Nitekim, onlarca kurumun imzacısı olduğu etkinliklere katılımın kurumların yönetim kurulu sayılarının yarısını dahi bulmamış olması bu sebepledir. Sendikalar şube yönetim kurullarını bile eylemlere getirememektedir. Hiçbir eğilim söylediği gibi davranmamakta, birleşik mücadele fikrini kendisine siper yapmakta, zayıflığını ikame etmektedir.
Bu durumda ne yapmalı? Ahlaki vaaz vererek bileşenleri birleşik mücadeleye katılmaları konusunda uyarmak/dayatmak yeterli olabilir mi?
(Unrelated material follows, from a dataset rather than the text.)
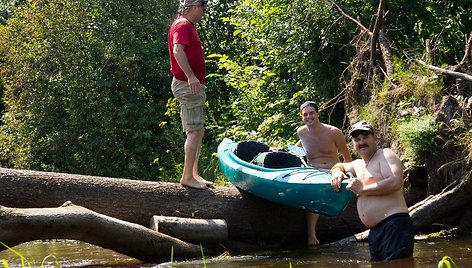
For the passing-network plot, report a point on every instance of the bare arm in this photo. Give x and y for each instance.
(182, 60)
(342, 146)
Kuşkusuz hayır. Öyleyse birleşik mücadele vb. söylemlerin gereğini yerine getirme beklentisi içinde olanların hayıflanması yerine, mücadelenin ihtiyacı olan ve onu mümkün kılacak ‘acil talepler eylem programı’ oluşturmak bir çözüm olabilir. Birleşik mücadele fikriyatını program düzeyine çıkartmak suretiyle, birleşik mücadele fikrinde olan siyasal birleşenlerin dergilerinde, gazetelerinde, sendikalarında ifade ettikleri fikirleri önlerinde bulmaları sağlanmış olacaktır. Kendilerini azınlık-çoğunluk, aktif-pasif hesabına vurmadan mücadeleye katılma kanallarını bulabilirler.
Önümüzdeki mücadele günlerinde ‘birleşik mücadele’ sloganı gerekli ama yeterli sayılamaz. Birleşik mücadele, pratik zorlukların aşılması için bir vasıta olmakta yetersiz kaldığına göre, ortak bir eylem programı etrafında birleşik bir mücadeleyi, bir işçi cephesini somut olarak inşa etmek yeni bir ivme yaratabilir.
İşçi hareketinin tarihine baktığımızda, ‘işçi cephesi’ diye özetlenebilecek siyasal perspektif yardımıyla hem sermayeye hem de gerici siyasal iktidarlara karşı, sınıfın her düzeyde birliğini sağlamak mümkün olduğu görülecektir. Bir düşkünlük, acizlik nedeniyle değil, zaten olması gerektiği için birlik, işçi sınıfının çıkarlarının gereği için birlik gerekliydi.
Toplumsal mücadelenin başat sorunu olan kapitalist ekonomik krize karşı, emekçi sınıfların taleplerini merkezine koyan bir acil eylem programı oluşturmalıyız. Tüm sınıf örgütlerinin yanyana gelişi için soyut girişimlerden ve pazarlıklardan daha kıymetli ve somut ‘birleşik mücadele harcı’ sade, açık ifadesi olan acil eylem programı olabilir.